Russian spies detained in The Hague were planning cyber break-in at Swiss lab: NRC

European intelligence services, including the Dutch military intelligence and security service MIVD, detained two Russian spies in The Hague earlier this year on suspicion of planning a computer break-in at a Swiss lab, the NRC and the Swiss paper Tages- Anzeiger revealed on Thursday night.

The two men were preparing to travel to the Spiez lab in Switzerland, the papers say. At the time the lab was analysing data related to the poison gas attacks by the Syrian regime as well as the nerve agent attack on Russian double agent Sergei Skripal and his daughter in Salisbury last March.

Sources around the investigation told the papers the two, who are thought to work for the Russian intelligence srvice GROe, had equipment in their possession which would allow them to break into the computer system of the laboratory.

The duo are not the men who go by the names of Alexander Petrov and Ruslan Boshirov and who have been identified by the British government as Skripal’s attackers and GROe members.




The incident in The Hague was not made public at the time. However, prime minister Mark Rutte said on March 26 in a reaction to the Salisbury attack, that the government had decided to expell ‘two Russian intelligence agents working at the Russian embassy’.

The MIVD refused to comment on suggestions these could be the same men as the alleged spies, the NRC said.

Meanwhile the two would-be hackers have been the subject of a criminal investigation since March in Switzerland, the Bern prosecution office confirmed to the NRC.

The Spiez laboratory, which is the designated lab for the Organisation for the Prohibition of Chemical Weapons (OPCW) seated in The Hague, said it had fended off an earlier attempt at stealing data by hackers. Despite this, a report on the Skripal case found its way into the hands of Russian foreign minister Sergei Lavrov who said he had got it from a ‘confidential source’, the paper writes.
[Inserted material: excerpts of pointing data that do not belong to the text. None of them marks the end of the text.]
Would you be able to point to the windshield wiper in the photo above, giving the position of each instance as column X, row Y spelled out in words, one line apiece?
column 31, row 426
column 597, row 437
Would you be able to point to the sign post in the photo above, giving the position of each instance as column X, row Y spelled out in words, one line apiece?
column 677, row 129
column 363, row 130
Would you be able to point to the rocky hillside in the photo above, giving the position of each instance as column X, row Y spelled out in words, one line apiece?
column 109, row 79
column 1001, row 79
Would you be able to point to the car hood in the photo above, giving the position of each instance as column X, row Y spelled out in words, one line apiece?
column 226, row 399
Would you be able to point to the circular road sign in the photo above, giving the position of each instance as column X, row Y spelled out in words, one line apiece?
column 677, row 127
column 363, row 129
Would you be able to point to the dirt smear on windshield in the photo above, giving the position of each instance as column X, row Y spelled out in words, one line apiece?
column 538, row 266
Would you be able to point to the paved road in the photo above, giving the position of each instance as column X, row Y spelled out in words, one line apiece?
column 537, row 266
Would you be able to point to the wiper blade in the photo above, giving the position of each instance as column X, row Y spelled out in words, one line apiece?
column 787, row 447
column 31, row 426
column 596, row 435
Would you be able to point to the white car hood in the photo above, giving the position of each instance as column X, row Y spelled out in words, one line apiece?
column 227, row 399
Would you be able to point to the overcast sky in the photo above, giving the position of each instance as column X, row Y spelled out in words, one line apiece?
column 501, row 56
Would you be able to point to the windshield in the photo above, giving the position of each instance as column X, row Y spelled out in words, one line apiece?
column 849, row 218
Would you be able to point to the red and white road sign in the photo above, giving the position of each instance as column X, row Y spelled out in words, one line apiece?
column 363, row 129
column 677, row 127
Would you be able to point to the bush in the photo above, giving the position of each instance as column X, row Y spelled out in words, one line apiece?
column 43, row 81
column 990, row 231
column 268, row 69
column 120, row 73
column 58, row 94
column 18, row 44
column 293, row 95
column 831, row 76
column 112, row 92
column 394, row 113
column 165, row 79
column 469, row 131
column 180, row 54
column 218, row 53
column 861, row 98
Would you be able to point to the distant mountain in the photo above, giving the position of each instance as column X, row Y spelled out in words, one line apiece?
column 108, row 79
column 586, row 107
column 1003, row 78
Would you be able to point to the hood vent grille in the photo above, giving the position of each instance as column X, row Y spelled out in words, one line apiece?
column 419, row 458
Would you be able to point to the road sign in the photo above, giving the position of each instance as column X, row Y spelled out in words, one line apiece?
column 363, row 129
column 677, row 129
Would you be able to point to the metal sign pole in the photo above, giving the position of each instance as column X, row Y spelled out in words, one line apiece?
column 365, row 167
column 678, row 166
The OPWC maintains it does not share lab reports from designated labs with member states.

‘Famous cathedral’

The two men held responsible for the Skripal poison attack were revealed by Leningrad online paper Fontanka to have travelled extensively between September 2 and March 5 2018, visiting Moscow, Amsterdam, Geneva, Milan and Paris.

In an interview with Russian TV the men said they had nothing to do with the attack. Describing themselves as fitness product salesmen they claimed they were only in Salisbury to visit its cathedral ‘famous not just in Europe but in the whole world’.

The MIVD and general intelligence and security service AIVD have repeatedly warned that the Netherlands is being targeted by the Russian intelligence service. Home affairs minister Kasja Ollongren told MPs last year that intelligence agents are involved in covert operations to collect data.